L'atteinte des objectifs prévus pour 2016 et 2017 impose la réalisation, chaque année, de 14,5 milliards d'euros d'économies. Ces économies sont calculées à partir de l'évolution tendancielle des dépenses, estimée de manière largement conventionnelle, comme la Cour l'a déjà souligné l'an dernier. Quant aux mesures censées permettre ces économies, elles sont à ce stade peu documentées. La prévision de déficit, ramenée à 3,3 % du PIB en 2016 et à 2,7 % en 2017, n'est donc pas acquise.

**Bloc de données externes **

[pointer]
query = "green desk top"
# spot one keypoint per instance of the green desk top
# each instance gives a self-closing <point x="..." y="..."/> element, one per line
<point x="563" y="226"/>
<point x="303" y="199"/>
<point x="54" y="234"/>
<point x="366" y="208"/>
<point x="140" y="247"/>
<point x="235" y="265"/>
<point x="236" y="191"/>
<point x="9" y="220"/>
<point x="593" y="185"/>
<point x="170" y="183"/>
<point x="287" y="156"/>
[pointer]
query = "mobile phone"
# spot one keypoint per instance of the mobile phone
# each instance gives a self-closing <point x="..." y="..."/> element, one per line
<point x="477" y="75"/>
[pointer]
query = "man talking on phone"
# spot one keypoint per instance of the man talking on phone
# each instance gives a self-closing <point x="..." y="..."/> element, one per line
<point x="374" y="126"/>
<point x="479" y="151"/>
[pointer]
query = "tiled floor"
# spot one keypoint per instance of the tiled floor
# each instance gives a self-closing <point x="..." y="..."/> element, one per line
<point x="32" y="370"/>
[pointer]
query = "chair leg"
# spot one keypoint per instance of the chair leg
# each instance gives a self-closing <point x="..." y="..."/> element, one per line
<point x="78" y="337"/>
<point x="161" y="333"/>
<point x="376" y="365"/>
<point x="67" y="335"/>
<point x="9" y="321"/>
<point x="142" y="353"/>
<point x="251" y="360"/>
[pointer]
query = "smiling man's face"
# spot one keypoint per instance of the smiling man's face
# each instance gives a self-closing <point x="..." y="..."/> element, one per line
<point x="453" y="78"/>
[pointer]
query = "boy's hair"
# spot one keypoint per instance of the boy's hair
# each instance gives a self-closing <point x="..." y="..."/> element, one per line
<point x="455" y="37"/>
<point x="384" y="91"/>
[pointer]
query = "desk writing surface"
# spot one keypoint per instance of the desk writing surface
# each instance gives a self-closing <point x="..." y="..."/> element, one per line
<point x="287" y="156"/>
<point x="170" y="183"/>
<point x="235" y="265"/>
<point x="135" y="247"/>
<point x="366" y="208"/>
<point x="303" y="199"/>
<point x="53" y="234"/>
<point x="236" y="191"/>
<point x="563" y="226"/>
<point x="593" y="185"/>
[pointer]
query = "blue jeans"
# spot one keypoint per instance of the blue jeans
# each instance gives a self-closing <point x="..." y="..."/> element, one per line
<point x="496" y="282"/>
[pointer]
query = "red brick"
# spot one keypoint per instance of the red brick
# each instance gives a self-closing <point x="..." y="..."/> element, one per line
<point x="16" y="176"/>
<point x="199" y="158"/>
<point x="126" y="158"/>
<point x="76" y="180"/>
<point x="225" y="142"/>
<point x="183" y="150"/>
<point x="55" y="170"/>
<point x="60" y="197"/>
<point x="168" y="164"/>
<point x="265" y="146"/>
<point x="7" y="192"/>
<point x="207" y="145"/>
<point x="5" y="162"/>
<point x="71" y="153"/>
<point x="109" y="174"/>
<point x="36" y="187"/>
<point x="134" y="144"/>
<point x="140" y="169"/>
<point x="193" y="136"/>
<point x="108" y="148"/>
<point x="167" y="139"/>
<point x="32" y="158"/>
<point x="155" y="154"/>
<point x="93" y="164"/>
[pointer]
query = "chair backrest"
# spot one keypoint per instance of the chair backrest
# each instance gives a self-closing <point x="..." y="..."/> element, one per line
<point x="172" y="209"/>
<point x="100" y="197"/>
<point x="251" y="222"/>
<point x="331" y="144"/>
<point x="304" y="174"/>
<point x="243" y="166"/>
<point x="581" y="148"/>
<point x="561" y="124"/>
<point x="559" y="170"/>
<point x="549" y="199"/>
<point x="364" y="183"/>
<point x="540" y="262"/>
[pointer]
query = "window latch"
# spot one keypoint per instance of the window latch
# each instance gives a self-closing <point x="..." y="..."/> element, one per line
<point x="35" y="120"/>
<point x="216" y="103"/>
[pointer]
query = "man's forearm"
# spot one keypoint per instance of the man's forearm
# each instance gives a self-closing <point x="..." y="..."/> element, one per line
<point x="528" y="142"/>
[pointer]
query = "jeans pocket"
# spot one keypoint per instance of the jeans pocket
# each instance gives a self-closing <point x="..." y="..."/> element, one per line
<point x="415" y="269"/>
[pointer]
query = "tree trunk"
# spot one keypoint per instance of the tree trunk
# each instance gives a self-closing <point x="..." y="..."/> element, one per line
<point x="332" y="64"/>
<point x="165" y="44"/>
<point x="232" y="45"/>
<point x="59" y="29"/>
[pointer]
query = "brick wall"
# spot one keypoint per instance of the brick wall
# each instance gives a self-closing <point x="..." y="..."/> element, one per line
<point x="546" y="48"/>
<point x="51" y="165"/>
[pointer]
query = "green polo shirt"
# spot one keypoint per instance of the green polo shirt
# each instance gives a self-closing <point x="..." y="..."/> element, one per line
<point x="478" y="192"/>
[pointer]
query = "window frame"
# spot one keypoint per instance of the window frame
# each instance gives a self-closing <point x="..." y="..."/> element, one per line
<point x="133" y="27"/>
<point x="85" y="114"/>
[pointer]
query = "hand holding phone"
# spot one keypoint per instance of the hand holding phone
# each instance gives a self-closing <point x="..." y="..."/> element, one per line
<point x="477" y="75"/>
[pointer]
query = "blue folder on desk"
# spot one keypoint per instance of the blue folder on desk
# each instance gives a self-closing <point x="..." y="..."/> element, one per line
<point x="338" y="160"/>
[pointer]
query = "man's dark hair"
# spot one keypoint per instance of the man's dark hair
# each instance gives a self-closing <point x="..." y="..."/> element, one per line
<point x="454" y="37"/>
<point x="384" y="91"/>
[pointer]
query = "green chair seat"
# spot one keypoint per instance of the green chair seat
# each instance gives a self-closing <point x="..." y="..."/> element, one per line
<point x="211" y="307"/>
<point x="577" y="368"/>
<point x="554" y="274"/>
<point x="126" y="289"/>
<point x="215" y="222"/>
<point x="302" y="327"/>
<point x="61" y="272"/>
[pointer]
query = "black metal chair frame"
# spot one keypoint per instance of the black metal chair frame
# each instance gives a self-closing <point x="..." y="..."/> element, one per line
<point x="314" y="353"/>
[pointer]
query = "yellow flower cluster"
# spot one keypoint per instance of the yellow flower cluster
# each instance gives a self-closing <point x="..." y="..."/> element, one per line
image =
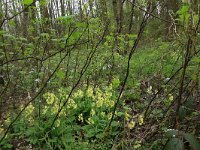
<point x="29" y="110"/>
<point x="104" y="99"/>
<point x="90" y="92"/>
<point x="80" y="117"/>
<point x="50" y="98"/>
<point x="71" y="104"/>
<point x="133" y="119"/>
<point x="78" y="94"/>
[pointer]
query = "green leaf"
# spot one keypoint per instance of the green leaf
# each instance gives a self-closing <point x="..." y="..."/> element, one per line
<point x="174" y="144"/>
<point x="192" y="140"/>
<point x="27" y="2"/>
<point x="172" y="133"/>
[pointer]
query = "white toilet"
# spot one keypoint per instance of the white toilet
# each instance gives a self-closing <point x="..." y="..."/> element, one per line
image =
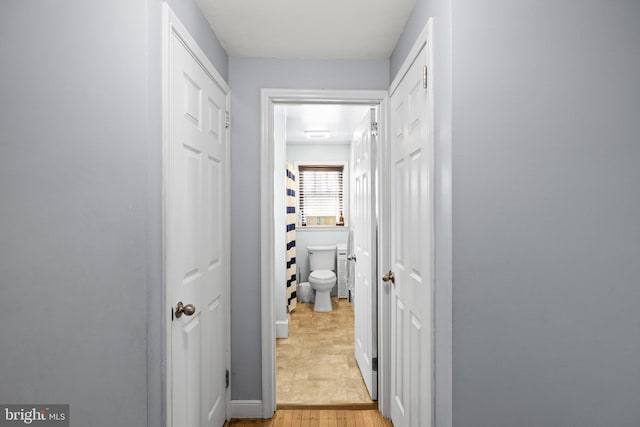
<point x="322" y="264"/>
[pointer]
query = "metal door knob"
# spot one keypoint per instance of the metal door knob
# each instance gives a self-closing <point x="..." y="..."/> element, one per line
<point x="187" y="310"/>
<point x="389" y="277"/>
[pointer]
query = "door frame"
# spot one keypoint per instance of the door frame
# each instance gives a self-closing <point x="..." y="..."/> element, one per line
<point x="268" y="98"/>
<point x="171" y="24"/>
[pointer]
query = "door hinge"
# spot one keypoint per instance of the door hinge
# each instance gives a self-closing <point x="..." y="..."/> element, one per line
<point x="425" y="75"/>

Elle sera a fortiori plus difficile à atteindre si l'inflation est plus faible ou les taux d'intérêt plus élevés que prévu. En effet, il faut garder à l'esprit qu'une baisse d'un point de l'inflation non anticipée peut entraîner 5 milliards d'euros de déficit supplémentaires. De même, selon l'Agence France Trésor, une hausse de 100 points de base de tous les taux d'intérêt – appliquée à toutes les maturités – entraînerait immédiatement 2,4 milliards d'euros de charge d'intérêts supplémentaire et 7,4 milliards en 2017. Encore ces chiffres ne concernent-ils que l'État, la Banque de France ayant évalué à 50 milliards d'euros sur cinq ans les conséquences d'une augmentation des taux d'intérêt de 100 points de base, toutes administrations publiques confondues.
Nous avons auditionné la semaine dernière le directeur de l'Agence France Trésor, qui nous a en effet communiqué ces éléments. Il nous a expliqué que si la progression de la charge pouvait paraître assez lente c'est que ce qui a été emprunté l'a été à des taux faibles et sur des maturités assez longues – de huit à dix ans en moyenne –, ce qui permet de conserver le bénéfice des taux faibles pendant un certain nombre d'années.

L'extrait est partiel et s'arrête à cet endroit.